Filmone. Se si dovesse descrivere Casinò con una parola, sarebbe quella. E del resto: Martin Scorsese alla regia, Robert De Niro protagonista, Joe Pesci a far da spalla e Sharon Stone nei panni dell’immancabile bellissima e nevrotica. Ah, e James Woods a fare da contorno, tanto per gradire. C’è bisogno di aggiungere altro?
Il film è stato girato nel 1995, ma l’ambientazione è pienamente Anni Ottanta: Sam Rothstein è un abile allibratore di Chicago, naturalmente immanicato con la mafia, che a causa del suo infallibile fiuto per le scommesse viene premiato dai capoccia con la gestione del Tangiers, uno dei più esclusivi casinò di Las Vegas. Nicky Santoro, suo amico fin dalla più tenera età, viene spedito a sua volta in mezzo al Nevada per dare un’occhiata, solo che finirà per essere Sam a dover controllare il piccoletto, spesso un po’ troppo sopra le righe. Nel frattempo politica, droga, donne e un sacco, ma proprio un sacco, di soldi: e del resto cosa vi aspettereste dal mix fra uno scommettitore e una montagna di fiches?
Scorsese prende uno dei temi che più lo divertono e ci imbastisce un’opera da manuale: Casinò è l’equivalente di tre ore di una dosa di cocaina, una cascata di banconote e una scarica di mitragliatrici. Scazzottate, fosse in mezzo ai campi di granoturco, ville che sembrano voler trasferire Versailles nel cuore dell’America più becera: tutta l’estetica della criminalità organizzata, del decennio reaganiano e della ricchezza fine a se stessa, condensata in un solo film.
C’è anche del sesso sesso, ça va sans dire, ma solo per fare bella figura: Sam decide di sposare Ginger, nonostante l’irriducibile anima da prostituta e un pappone da due lire di cui non riesce a sbarazzarsi, perché ha il faccino perfetto per presentarsi in società e ripulirsi la fedina. E perché, quando cominci ad avere tutto, devi assolutamente avere anche la più bella del villaggio, sebbene ciò comporti più grane che altro.
Casinò racconta l’ascesa e il declino di un mondo che non c’è più, un mondo per il quale nonostante tutto non si può non provare nostalgia: se all’epoca Las Vegas era un tempio di potere, denaro e fascino, “oggi somiglia a Dinseyland”. Meno violenta, forse, ma vuoi mettere lo charme di un industriale giapponese contro la casalinga disperata che manda in fumo i risparmi di una vita alle slot?

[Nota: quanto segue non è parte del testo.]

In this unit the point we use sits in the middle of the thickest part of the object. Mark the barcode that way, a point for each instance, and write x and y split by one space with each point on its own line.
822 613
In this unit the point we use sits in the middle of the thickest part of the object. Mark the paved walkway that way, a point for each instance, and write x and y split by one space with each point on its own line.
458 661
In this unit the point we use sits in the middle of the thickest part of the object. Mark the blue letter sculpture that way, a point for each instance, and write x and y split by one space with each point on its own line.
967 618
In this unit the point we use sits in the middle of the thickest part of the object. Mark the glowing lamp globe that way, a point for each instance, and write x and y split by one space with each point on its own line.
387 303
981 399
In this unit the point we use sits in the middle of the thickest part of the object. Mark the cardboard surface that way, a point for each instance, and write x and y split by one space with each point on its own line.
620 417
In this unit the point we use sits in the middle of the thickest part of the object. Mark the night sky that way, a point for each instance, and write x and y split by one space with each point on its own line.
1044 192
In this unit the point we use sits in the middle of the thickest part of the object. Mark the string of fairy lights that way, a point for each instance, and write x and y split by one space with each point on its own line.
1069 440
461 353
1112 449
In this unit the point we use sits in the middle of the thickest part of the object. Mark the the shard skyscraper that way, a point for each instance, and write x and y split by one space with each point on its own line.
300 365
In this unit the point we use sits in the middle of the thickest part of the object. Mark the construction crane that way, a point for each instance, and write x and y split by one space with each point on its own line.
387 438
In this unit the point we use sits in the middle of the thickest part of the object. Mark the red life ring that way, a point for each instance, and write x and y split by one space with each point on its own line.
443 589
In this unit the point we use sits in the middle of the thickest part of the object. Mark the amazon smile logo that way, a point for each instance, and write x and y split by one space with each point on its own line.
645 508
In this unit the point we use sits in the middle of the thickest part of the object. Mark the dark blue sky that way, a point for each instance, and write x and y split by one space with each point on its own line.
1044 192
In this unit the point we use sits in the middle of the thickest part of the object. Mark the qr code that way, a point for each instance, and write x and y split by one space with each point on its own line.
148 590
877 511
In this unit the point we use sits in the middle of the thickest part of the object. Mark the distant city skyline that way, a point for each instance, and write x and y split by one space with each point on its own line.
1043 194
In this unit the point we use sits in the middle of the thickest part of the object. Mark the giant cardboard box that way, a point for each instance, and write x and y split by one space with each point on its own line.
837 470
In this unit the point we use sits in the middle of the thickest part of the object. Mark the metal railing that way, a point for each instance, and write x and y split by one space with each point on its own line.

Ultima, ma non per importanza, chicca che rende quest’opera un capolavoro: oltre alle inquadrature perfette, oltre ai colori sgargianti che incarnano così bene gli Anni Ottanta, oltre al ritmo incalzante, Scorsese riesce a basare un film di una tale lunghezza su una voce fuori campo. Senza renderlo noioso: azione e narrazione si fondono in un connubio perfetto, che non lascia tirare il fiato nemmeno nel silenzio del deserto.
Casinò, insomma, è proprio come ci immaginiamo la mafia e Las Vegas: pericolosi, violenti, affascinanti, adrenalinici.